O legado do TEN e sua atualidade no teatro brasileiro
Passadas oito décadas desde sua fundação, o Teatro Experimental do Negro permanece como referência essencial para compreender a história do teatro no Brasil e os caminhos da luta antirracista na arte. O livro “Teatro Experimental do Negro: Testemunhos e Ressonâncias” serve não apenas como registro histórico, mas também como convite à reflexão sobre o presente.
Em tempos em que o debate sobre diversidade e representatividade ocupa o centro das discussões culturais, a leitura dessa obra se torna ainda mais urgente. Ela nos lembra que o TEN não foi apenas um grupo teatral — foi um projeto civilizatório, um chamado à transformação estrutural da arte e da sociedade.

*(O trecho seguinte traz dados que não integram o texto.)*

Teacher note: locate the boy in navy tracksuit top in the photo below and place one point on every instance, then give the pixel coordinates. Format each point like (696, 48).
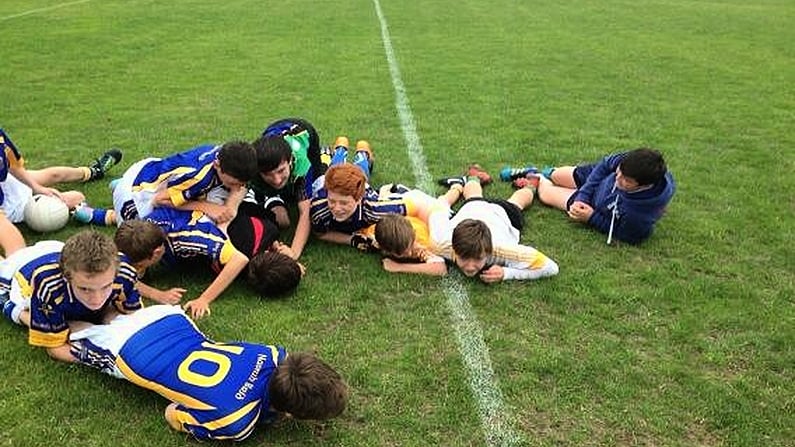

As ressonâncias do TEN podem ser sentidas em companhias como o Coletivo Preto, o Bando de Teatro Olodum e outros grupos que continuam a experimentar formas de expressão cênica ligadas à identidade negra, ao território e à espiritualidade afro-brasileira. Esses artistas mantêm vivo o ideal de um teatro comprometido com a liberdade e a justiça social.
O novo volume das Edições Sesc e da Editora Perspectiva reafirma essa herança, mostrando que, 80 anos depois, as perguntas de Abdias continuam em aberto — e necessárias. Como o próprio fundador do TEN provocava: “De que serve o teatro se ele não serve ao povo?”